Il calo delle richieste delle coppie è iniziato molto prima – ha aggiunto – di quello delle adozioni. E sembra inarrestabile: 500 copie all’ anno. Quindi le cause di questo calo sembrano non avere nulla a che fare con la ‘scelta politica’ Quali quindi la cause? Perché, e questa è la seconda domanda, le coppie italiane, francesi e spagnole fuggono dall’adozione internazionale?”

Infine, terzo quesito: la EALA (Assemblea legislativa della Africa dell’ Est, Uganda , Kenya , Tanzania, Rwanda e Burundi) dichiara l’intenzione dei Paesi africani di “programmare l’ abolizione della adozione internazionale per evitare che i bambini finiscano nelle mani dei trafficanti “.

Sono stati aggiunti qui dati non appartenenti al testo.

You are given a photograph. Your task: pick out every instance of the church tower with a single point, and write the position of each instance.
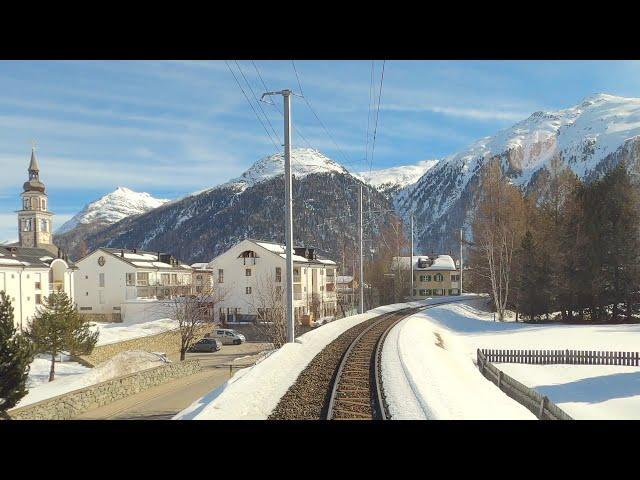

“Ma è mai possibile – al giorno d’oggi – – si è chiesto Griffini – chiudere un Paese per paura che le adozioni internazionali si trasformino in un traffico di minori ? Di chi è la responsabilità se un Paese di origine chiude le adozioni internazionali per traffico di minori? Delle autorità dei paesi di origine , della loro mancanza di controllo, di eventuali connivenze o piuttosto delle autorità dei paesi di accoglienza , dal loro mancato controllo , degli enti autorizzati, delle famiglie?”

Per quanto riguarda la CAI, il regolamento impone che, ogni due anni , ogni ente autorizzato debba essere sottoposto a verifica “sulla permanenza dei requisiti di idoneità degli EA e sulla correttezza,trasparenza della loro azione” . Quindi essendo in Italia, noi Enti autorizzati (66), dovremmo assistere ogni anno a ben 33 verifiche. “Ora a quanto sappiamo sono solo due le verifiche in corso. Come si possono condurre adozioni internazionali se il sistema non viene rigidamente controllato? Che futuro può avere un sistema così delicato, ma fuori controllo?

Allora – la TERZA DOMANDA – di chi è quindi la responsabilità se un Paese di origine chiude le adozioni per delle irregolarità nelle procedure adottive – ha precisato – condotte dagli stranieri e cosa fare per collaborare con i paesi di origine per garantire una adozione internazionale assolutamente trasparente e sicura?”

“Ecco , queste sono le tre questioni che pongo sul tavolo di questo convegno – ha concluso il presidente di Ai.Bi.– e credo che in base alle risposte che riusciremo a dare, dipenderà o meno la  risposta alla “madre delle domande “qui posta : l’ adozione internazionale ha ancora un futuro?